Prix et distinctions

  • Bourse de recherche Alfred P. Sloan (2013–2015) — Décernée pour l’excellence en début de carrière dans la recherche.
  • Bourse de faculté Microsoft Research (2013–2015) — Reconnaissant les jeunes enseignants-chercheurs exceptionnels en informatique.
  • Prix du chercheur en début de carrière (2012–2017) — Prix du ministère ontarien de la Recherche et de l’Innovation pour une recherche exceptionnelle en début de carrière.
  • Prix Connaught du nouveau chercheur (2012–2014) — Reconnaissance de l’Université de Toronto pour ses réalisations en recherche.
  • Prix de recherche facultaire Google (2014–2015) — Subvention en reconnaissance de l’excellence en recherche.
  • Chaire UPMC, Université Carnegie Mellon — Chaire dotée en IA, apprentissage automatique et analyse de données de santé.
  • Prix Nvidia Pioneers of AI — Reconnaissant les contributions fondatrices au domaine.
  • Membre senior, CIFAR — Bourse senior dans le programme Apprentissage dans les machines et les cerveaux de l’Institut canadien de recherches avancées.
  • Citations Google Scholar — Plus de 264 000 citations totales, ce qui le place parmi les chercheurs en IA les plus cités au monde.

Relations clés

  • Geoffrey Hinton — Directeur de thèse à l’Université de Toronto et co-auteur fréquent ; lauréat du prix Turing (2018) et principal architecte du programme d’apprentissage profond que Salakhutdinov a contribué à faire progresser.

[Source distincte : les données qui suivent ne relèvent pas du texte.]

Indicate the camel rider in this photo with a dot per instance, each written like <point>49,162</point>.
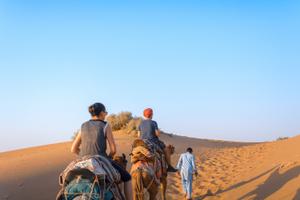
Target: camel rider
<point>92,139</point>
<point>148,130</point>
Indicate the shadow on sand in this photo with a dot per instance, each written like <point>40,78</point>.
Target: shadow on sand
<point>273,184</point>
<point>237,185</point>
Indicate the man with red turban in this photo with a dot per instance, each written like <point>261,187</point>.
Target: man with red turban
<point>148,130</point>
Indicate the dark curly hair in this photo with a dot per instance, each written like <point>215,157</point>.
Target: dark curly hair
<point>96,109</point>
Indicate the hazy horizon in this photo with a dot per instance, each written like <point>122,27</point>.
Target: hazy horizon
<point>216,70</point>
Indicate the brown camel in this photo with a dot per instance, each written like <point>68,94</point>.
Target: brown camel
<point>144,179</point>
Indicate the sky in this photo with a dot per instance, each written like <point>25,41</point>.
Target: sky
<point>224,70</point>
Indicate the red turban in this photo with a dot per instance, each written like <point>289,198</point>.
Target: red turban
<point>148,113</point>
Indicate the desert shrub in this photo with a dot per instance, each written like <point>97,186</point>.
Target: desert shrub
<point>282,138</point>
<point>75,134</point>
<point>132,126</point>
<point>119,121</point>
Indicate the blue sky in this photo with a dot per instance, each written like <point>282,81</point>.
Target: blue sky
<point>215,69</point>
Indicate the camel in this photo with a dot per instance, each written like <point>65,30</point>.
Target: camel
<point>143,179</point>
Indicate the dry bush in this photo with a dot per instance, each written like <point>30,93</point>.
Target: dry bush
<point>119,121</point>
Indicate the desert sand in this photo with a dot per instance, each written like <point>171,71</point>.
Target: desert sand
<point>227,170</point>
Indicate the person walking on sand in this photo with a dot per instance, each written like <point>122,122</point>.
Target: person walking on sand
<point>92,139</point>
<point>148,130</point>
<point>186,166</point>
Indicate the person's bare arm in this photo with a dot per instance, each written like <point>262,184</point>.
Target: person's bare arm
<point>157,132</point>
<point>111,141</point>
<point>76,144</point>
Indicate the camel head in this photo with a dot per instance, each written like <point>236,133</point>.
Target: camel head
<point>121,160</point>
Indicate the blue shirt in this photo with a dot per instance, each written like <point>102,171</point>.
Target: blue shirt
<point>148,129</point>
<point>186,164</point>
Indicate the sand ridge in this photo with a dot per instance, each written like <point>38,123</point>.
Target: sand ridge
<point>227,170</point>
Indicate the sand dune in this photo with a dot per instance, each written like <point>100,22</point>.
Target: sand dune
<point>228,170</point>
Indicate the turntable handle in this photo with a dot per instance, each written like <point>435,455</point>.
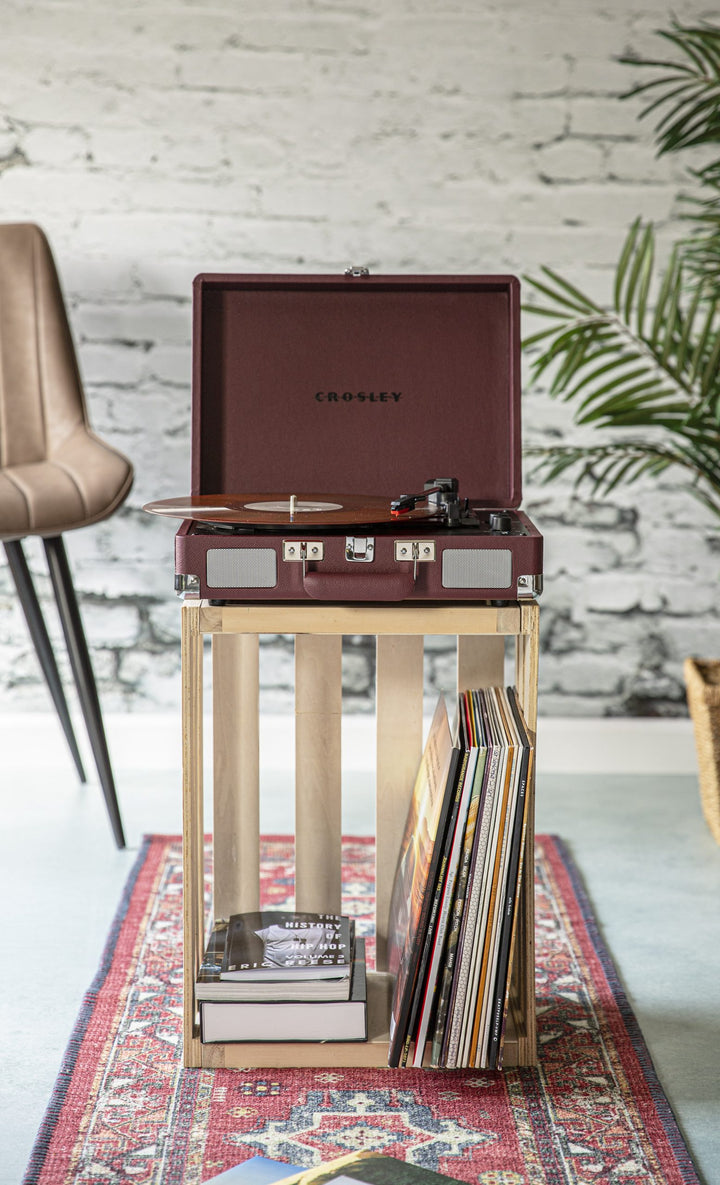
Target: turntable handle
<point>357,585</point>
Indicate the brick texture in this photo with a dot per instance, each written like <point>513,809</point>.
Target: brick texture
<point>153,141</point>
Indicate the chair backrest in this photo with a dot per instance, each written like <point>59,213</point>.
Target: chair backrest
<point>40,391</point>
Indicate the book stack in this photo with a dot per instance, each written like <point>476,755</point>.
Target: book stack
<point>278,975</point>
<point>372,1167</point>
<point>454,909</point>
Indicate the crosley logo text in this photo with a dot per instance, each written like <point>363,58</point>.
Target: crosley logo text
<point>359,396</point>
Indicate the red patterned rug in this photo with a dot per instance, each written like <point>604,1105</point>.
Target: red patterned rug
<point>123,1108</point>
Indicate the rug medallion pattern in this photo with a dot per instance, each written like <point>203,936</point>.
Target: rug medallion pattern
<point>126,1110</point>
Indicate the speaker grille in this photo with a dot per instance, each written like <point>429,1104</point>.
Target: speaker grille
<point>236,568</point>
<point>468,568</point>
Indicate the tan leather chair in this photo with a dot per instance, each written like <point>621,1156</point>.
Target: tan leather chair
<point>55,473</point>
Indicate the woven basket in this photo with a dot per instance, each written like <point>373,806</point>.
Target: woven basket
<point>702,684</point>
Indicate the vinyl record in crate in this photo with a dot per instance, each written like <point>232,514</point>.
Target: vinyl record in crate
<point>285,511</point>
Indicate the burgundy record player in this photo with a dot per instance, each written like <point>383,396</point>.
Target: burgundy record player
<point>355,439</point>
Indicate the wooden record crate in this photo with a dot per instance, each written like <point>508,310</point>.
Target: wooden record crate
<point>399,629</point>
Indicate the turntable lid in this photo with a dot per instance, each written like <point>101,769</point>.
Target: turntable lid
<point>361,384</point>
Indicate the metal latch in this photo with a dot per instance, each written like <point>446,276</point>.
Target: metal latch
<point>359,549</point>
<point>417,551</point>
<point>301,550</point>
<point>294,550</point>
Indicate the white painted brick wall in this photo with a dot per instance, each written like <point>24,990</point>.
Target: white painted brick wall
<point>153,141</point>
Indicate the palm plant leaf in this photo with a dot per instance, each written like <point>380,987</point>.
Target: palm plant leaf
<point>663,379</point>
<point>688,90</point>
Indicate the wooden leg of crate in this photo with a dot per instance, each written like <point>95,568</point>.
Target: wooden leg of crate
<point>193,856</point>
<point>317,772</point>
<point>399,723</point>
<point>480,660</point>
<point>522,997</point>
<point>236,773</point>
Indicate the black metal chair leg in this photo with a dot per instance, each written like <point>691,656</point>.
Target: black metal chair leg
<point>40,640</point>
<point>84,678</point>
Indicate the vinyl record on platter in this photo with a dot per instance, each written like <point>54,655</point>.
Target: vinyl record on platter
<point>296,511</point>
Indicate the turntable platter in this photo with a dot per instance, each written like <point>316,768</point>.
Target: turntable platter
<point>285,511</point>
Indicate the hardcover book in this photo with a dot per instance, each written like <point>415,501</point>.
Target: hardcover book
<point>372,1167</point>
<point>290,1020</point>
<point>277,945</point>
<point>212,984</point>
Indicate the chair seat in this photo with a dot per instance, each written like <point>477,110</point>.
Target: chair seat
<point>83,481</point>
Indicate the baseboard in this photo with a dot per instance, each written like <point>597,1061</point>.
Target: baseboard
<point>565,745</point>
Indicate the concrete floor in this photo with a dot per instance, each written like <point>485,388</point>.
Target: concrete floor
<point>648,860</point>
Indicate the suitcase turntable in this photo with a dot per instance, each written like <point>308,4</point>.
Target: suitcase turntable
<point>430,369</point>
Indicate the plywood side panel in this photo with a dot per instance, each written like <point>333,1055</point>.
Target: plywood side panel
<point>317,772</point>
<point>399,724</point>
<point>236,773</point>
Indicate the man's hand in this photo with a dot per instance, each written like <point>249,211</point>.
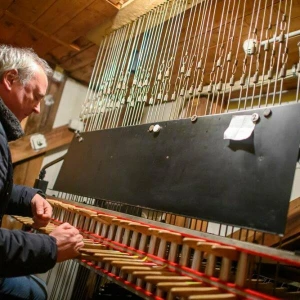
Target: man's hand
<point>68,241</point>
<point>41,210</point>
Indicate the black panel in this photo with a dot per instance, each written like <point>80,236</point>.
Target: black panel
<point>189,169</point>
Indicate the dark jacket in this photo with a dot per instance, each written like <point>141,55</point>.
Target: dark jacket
<point>21,253</point>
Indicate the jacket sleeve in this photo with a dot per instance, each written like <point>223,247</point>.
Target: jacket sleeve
<point>20,200</point>
<point>23,253</point>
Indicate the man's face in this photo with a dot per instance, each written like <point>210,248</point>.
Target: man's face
<point>25,100</point>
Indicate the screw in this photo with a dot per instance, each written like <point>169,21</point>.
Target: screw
<point>156,128</point>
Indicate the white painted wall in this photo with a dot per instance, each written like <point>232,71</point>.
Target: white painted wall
<point>69,108</point>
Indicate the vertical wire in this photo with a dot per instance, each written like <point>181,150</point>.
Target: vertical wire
<point>259,46</point>
<point>111,69</point>
<point>176,9</point>
<point>279,52</point>
<point>228,53</point>
<point>272,59</point>
<point>266,49</point>
<point>286,49</point>
<point>244,80</point>
<point>92,82</point>
<point>113,97</point>
<point>151,59</point>
<point>188,35</point>
<point>234,67</point>
<point>254,33</point>
<point>219,64</point>
<point>99,84</point>
<point>199,68</point>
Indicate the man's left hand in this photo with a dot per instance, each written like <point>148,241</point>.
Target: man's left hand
<point>41,210</point>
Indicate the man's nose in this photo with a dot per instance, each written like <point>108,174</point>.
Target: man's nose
<point>37,108</point>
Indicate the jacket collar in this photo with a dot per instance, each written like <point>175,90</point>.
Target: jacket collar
<point>10,123</point>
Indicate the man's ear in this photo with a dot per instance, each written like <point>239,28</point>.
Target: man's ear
<point>9,78</point>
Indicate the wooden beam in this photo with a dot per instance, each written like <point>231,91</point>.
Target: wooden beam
<point>127,14</point>
<point>21,149</point>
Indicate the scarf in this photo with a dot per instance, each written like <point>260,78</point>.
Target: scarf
<point>10,123</point>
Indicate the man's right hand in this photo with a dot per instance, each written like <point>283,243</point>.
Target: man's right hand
<point>68,241</point>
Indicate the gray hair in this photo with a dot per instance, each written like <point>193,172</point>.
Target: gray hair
<point>24,60</point>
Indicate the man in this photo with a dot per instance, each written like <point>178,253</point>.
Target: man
<point>23,84</point>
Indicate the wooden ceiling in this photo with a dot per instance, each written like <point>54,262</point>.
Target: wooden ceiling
<point>57,29</point>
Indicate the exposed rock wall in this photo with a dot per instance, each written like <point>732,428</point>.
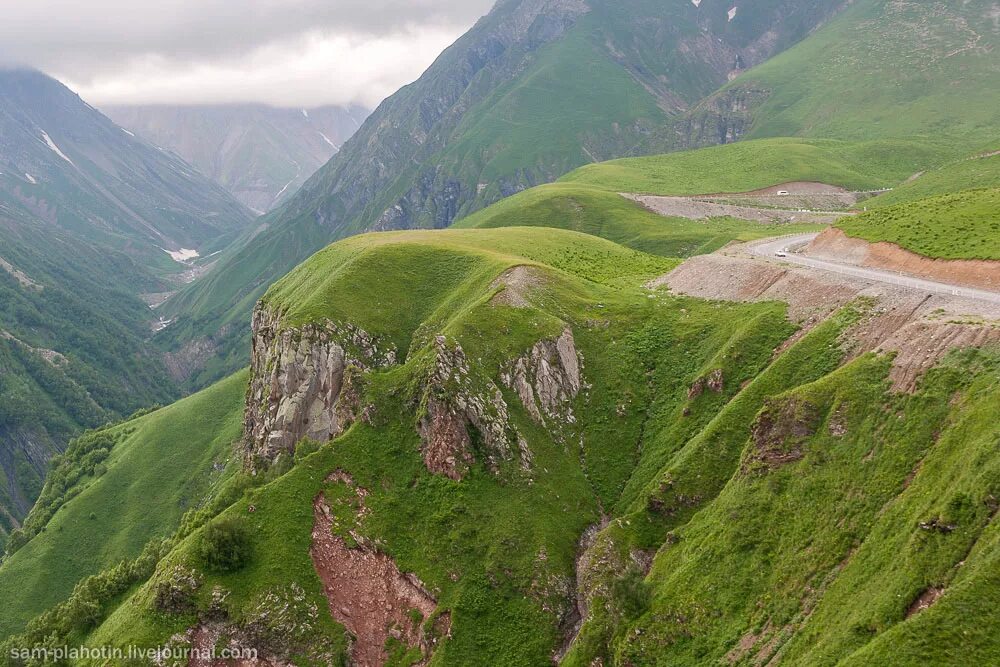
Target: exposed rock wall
<point>304,383</point>
<point>462,410</point>
<point>833,244</point>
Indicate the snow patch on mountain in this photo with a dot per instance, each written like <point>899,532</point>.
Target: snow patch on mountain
<point>182,255</point>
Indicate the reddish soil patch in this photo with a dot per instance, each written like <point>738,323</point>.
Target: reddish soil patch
<point>924,601</point>
<point>801,188</point>
<point>368,594</point>
<point>835,245</point>
<point>700,209</point>
<point>205,644</point>
<point>920,329</point>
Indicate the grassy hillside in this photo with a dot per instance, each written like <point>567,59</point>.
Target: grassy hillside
<point>753,165</point>
<point>701,450</point>
<point>115,490</point>
<point>531,92</point>
<point>965,225</point>
<point>981,170</point>
<point>599,212</point>
<point>838,84</point>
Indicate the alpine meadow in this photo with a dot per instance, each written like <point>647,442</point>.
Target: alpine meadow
<point>630,333</point>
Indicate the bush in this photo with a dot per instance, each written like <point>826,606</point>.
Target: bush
<point>226,545</point>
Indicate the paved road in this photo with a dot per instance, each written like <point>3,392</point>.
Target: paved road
<point>770,247</point>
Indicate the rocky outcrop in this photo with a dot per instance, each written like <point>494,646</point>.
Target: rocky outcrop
<point>304,383</point>
<point>370,596</point>
<point>834,245</point>
<point>780,433</point>
<point>457,405</point>
<point>547,379</point>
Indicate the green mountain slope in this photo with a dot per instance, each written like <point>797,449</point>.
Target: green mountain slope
<point>965,225</point>
<point>700,443</point>
<point>610,216</point>
<point>981,170</point>
<point>534,90</point>
<point>88,217</point>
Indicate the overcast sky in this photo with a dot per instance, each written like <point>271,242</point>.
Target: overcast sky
<point>299,53</point>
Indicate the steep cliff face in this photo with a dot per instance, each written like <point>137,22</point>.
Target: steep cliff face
<point>547,379</point>
<point>304,383</point>
<point>462,408</point>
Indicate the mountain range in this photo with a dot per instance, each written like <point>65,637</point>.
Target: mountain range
<point>495,115</point>
<point>91,219</point>
<point>261,154</point>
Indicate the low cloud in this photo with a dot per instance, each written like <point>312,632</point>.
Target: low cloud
<point>280,52</point>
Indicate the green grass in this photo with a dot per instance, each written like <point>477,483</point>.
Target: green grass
<point>956,226</point>
<point>752,165</point>
<point>599,212</point>
<point>478,542</point>
<point>164,464</point>
<point>969,173</point>
<point>806,553</point>
<point>884,69</point>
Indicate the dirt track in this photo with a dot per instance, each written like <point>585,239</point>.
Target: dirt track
<point>771,247</point>
<point>700,209</point>
<point>918,325</point>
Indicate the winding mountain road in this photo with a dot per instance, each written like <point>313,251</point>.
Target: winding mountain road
<point>790,245</point>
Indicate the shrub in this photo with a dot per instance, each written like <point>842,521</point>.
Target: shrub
<point>226,545</point>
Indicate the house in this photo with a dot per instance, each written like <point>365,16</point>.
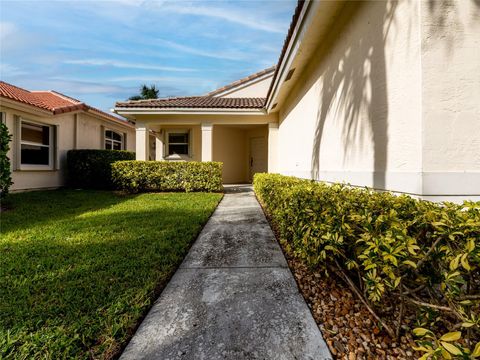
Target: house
<point>45,125</point>
<point>384,94</point>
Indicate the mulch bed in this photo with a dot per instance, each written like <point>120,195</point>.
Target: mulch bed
<point>349,329</point>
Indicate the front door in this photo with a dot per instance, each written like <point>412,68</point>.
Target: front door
<point>258,156</point>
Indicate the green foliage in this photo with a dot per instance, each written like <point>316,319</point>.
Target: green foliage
<point>5,171</point>
<point>91,169</point>
<point>141,176</point>
<point>79,269</point>
<point>393,244</point>
<point>146,92</point>
<point>445,347</point>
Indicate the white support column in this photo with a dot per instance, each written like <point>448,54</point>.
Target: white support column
<point>207,142</point>
<point>159,146</point>
<point>272,147</point>
<point>142,147</point>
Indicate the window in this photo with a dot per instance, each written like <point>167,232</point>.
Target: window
<point>114,140</point>
<point>178,143</point>
<point>36,144</point>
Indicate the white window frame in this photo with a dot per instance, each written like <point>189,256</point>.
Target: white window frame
<point>122,142</point>
<point>50,146</point>
<point>167,142</point>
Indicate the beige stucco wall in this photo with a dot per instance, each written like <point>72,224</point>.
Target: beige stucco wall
<point>258,88</point>
<point>450,35</point>
<point>88,137</point>
<point>230,144</point>
<point>354,114</point>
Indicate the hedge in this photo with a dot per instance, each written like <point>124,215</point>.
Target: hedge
<point>5,170</point>
<point>141,176</point>
<point>92,168</point>
<point>389,248</point>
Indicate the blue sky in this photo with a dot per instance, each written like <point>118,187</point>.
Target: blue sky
<point>102,51</point>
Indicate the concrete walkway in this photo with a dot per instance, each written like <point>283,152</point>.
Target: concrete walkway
<point>233,297</point>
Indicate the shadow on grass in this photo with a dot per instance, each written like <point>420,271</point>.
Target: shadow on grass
<point>80,284</point>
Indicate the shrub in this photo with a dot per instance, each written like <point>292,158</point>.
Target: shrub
<point>387,248</point>
<point>5,171</point>
<point>141,176</point>
<point>92,168</point>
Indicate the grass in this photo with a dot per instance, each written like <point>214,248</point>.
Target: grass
<point>79,269</point>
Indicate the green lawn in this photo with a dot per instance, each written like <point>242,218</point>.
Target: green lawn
<point>79,269</point>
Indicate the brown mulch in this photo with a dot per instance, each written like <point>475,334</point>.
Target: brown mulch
<point>349,329</point>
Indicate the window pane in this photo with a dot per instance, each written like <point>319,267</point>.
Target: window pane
<point>178,149</point>
<point>34,155</point>
<point>178,138</point>
<point>35,133</point>
<point>116,136</point>
<point>112,135</point>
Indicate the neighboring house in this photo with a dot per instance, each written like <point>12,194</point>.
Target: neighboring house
<point>384,94</point>
<point>45,125</point>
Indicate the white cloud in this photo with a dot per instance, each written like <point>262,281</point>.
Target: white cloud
<point>7,70</point>
<point>222,54</point>
<point>127,65</point>
<point>231,15</point>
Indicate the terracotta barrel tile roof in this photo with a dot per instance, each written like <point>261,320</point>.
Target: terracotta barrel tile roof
<point>18,94</point>
<point>52,101</point>
<point>196,102</point>
<point>242,81</point>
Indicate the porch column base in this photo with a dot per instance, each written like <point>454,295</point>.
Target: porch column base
<point>159,155</point>
<point>272,147</point>
<point>141,141</point>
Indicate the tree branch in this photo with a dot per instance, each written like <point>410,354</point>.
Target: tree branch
<point>350,283</point>
<point>438,307</point>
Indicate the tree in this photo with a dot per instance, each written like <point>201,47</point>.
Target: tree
<point>5,178</point>
<point>146,92</point>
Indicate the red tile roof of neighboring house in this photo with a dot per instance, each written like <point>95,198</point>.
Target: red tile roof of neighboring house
<point>52,101</point>
<point>242,81</point>
<point>196,102</point>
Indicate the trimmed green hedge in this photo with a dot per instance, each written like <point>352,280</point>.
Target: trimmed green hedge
<point>141,176</point>
<point>91,169</point>
<point>5,170</point>
<point>387,245</point>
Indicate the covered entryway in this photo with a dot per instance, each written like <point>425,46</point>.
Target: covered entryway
<point>258,156</point>
<point>243,150</point>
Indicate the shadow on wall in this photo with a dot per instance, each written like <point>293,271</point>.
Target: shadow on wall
<point>354,84</point>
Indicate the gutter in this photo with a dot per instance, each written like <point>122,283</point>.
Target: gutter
<point>188,111</point>
<point>305,18</point>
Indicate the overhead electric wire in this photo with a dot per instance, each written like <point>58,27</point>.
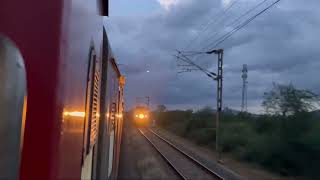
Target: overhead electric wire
<point>189,61</point>
<point>247,12</point>
<point>235,21</point>
<point>223,12</point>
<point>229,34</point>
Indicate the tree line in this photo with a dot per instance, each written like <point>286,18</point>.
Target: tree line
<point>285,139</point>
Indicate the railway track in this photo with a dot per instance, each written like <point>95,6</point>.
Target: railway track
<point>185,166</point>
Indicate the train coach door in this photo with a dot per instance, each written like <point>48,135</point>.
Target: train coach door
<point>112,137</point>
<point>91,123</point>
<point>13,92</point>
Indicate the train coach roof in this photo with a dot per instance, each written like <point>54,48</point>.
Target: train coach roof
<point>111,56</point>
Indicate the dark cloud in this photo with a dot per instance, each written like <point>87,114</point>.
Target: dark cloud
<point>279,46</point>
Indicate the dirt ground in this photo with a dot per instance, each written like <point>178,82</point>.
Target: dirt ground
<point>138,159</point>
<point>246,170</point>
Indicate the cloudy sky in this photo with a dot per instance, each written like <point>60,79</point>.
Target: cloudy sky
<point>282,45</point>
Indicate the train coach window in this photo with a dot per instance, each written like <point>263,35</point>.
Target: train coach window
<point>92,103</point>
<point>12,108</point>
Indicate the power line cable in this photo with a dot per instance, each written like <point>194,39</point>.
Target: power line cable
<point>223,12</point>
<point>239,27</point>
<point>234,22</point>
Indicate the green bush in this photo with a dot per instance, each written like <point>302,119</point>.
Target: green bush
<point>288,145</point>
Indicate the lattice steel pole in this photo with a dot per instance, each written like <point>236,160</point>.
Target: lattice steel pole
<point>219,99</point>
<point>219,80</point>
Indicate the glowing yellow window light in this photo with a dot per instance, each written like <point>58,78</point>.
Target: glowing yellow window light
<point>141,116</point>
<point>74,114</point>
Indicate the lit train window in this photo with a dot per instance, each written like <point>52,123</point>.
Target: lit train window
<point>92,103</point>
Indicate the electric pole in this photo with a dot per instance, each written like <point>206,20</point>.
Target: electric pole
<point>215,76</point>
<point>244,76</point>
<point>219,80</point>
<point>148,101</point>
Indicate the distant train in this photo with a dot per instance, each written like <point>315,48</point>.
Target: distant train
<point>61,92</point>
<point>142,116</point>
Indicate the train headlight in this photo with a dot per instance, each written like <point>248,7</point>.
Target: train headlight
<point>141,116</point>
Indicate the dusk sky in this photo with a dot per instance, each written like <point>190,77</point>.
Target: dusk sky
<point>282,46</point>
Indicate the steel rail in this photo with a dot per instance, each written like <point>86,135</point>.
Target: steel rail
<point>187,155</point>
<point>164,157</point>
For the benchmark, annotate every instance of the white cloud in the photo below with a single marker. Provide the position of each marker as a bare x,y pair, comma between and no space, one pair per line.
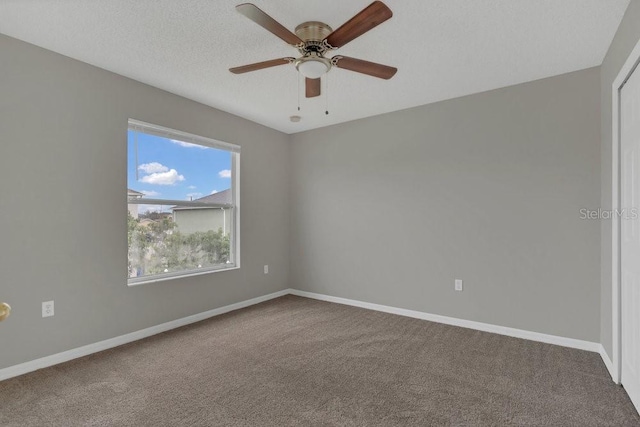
153,167
163,178
188,144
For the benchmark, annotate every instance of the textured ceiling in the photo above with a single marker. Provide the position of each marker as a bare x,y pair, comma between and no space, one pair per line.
442,48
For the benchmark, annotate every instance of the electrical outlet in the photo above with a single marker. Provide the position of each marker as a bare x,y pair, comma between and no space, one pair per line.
47,309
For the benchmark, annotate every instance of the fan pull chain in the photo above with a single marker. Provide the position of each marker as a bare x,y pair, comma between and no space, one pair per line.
298,91
136,147
326,93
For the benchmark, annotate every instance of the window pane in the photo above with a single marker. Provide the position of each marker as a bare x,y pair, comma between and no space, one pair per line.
166,239
181,203
163,168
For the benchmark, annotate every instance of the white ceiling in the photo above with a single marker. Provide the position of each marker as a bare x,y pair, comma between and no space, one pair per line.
442,48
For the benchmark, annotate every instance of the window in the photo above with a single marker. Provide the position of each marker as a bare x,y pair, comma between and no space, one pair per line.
183,204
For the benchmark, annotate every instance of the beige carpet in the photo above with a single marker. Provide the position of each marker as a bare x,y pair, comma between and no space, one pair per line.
295,361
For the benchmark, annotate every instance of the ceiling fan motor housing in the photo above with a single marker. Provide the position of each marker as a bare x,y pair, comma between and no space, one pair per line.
313,64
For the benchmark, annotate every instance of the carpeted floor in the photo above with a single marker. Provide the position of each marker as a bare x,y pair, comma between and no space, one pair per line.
295,361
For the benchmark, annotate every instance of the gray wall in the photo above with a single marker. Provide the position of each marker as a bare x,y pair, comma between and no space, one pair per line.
487,188
625,40
63,144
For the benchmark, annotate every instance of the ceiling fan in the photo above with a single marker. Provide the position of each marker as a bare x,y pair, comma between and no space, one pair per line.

La rencontre fortuite avec Hinton en 2004 a été un tournant décisif dans la carrière de Salakhutdinov.
  • Josh Tenenbaum — Collaborateur du MIT sur l’apprentissage bayésien de programmes et l’apprentissage de concepts à partir d’un seul exemple ; leurs travaux reliant sciences cognitives et apprentissage automatique ont produit l’article de Science 2015 sur l’apprentissage de concepts au niveau humain.
  • Ilya Sutskever — Collègue à l’Université de Toronto et co-auteur du Dropout ; plus tard co-fondateur d’OpenAI et de Safe Superintelligence Inc.
  • Nitish Srivastava — Doctorant et co-inventeur principal du Dropout, dont l’article JMLR 2014 est devenu l’un des articles les plus lus de l’histoire de l’apprentissage automatique.
  • Zhilin Yang — Doctorant à la CMU et premier auteur de XLNet ; l’un des doctorants les plus influents de Salakhutdinov.
  • Alex Krizhevsky — Co-auteur du Dropout ; également doctorant de Hinton et créateur d’AlexNet, dont les contributions ont façonné la même époque de percée en apprentissage profond.
  • Eric Xing — Collègue à la CMU au Département d’apprentissage automatique ; collaborateur de longue date sur les modèles probabilistes et le TAL.

Style personnel

Salakhutdinov a toujours opéré sur tout le spectre allant des fondements théoriques à la mise en œuvre technique, une étendue rare même chez les chercheurs seniors. Ses contributions de début de carrière — DBN, DBM, Dropout — n’étaient pas des améliorations incrémentales mais des interventions au niveau du paradigme qui ont remodelé la façon dont le domaine envisageait le pré-entraînement non supervisé, la régularisation et les modèles génératifs. Dans des interviews, il a souligné la complémentarité de la liberté académique et de l’échelle industrielle : il a noté que le monde académique offre une plus grande liberté pour travailler sur des problèmes à long terme, tandis que la recherche en industrie est passionnante car elle peut avoir un impact sur des millions d’utilisateurs lorsqu’une technologie d’IA fondamentale est développée. Ses supports de cours à la CMU et ses tutoriels publics — dont un tutoriel sur l’apprentissage profond en quatre parties au Simons Institute à Berkeley — ont été largement utilisés dans l’enseignement supérieur à l’échelle mondiale.